(1) Let $(X,d)$ be a metric space, and let A be a non-empty subset. Show that the function $$D_A :X \to [0,\infty ]$$ defined by $$D_A (x) =\inf \{d(x,y) : y \in A\}$$ is $1$-Lipschitz (when $[0,\infty)$ is given the standard metric.
(2) Now suppose that A is compact. Prove that, for each $x \in X$, there is some $a \in A$, such that $D_A (x) = d(a,x)$.
This is part of a review sheet for an exam I am taking, not graded just some practice problems. I am having trouble with this question. I am not sure how to show something is Lipschitz. Do I want to show that $$d_{[0,\infty)} (D_A(x),D_A(x')) \le d_x(x,x')$$for all $x,x' \in X$? I am not entirely sure how to go about this.

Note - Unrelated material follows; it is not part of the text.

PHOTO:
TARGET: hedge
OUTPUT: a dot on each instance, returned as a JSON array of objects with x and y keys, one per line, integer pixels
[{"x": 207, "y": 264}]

For the second part, will I have to use something about A being a compact subset of a metric space implies A closed and bounded?
Hints: For $D_A$ to be $1$-Lipschitz (also known as a non-expanding function) you need to show that $d(D_A(x),D_A(x'))\le d(x,x')$. Here the first $d$ is the distance function in $[0,\infty]$, which is taken to be the usual Euclidean distance (with proper conventions regarding $\infty $). The second $d$ refers to the distance function of the metric space $X$. That is, for given $x,x'\in X$, you need to show that $|\inf \{d(x,y)\mid y\in A\}-\inf \{d(x',y)\mid y\in A\}|\le d(x,x')$. To prove this you'll need to use the triangle inequality at some point.
For part 2, use the fact that any sequence in $A$ has a convergent subsequence. Construct a suitable sequence that is trying to converge to the inf. Then take a convergent subsequence of it.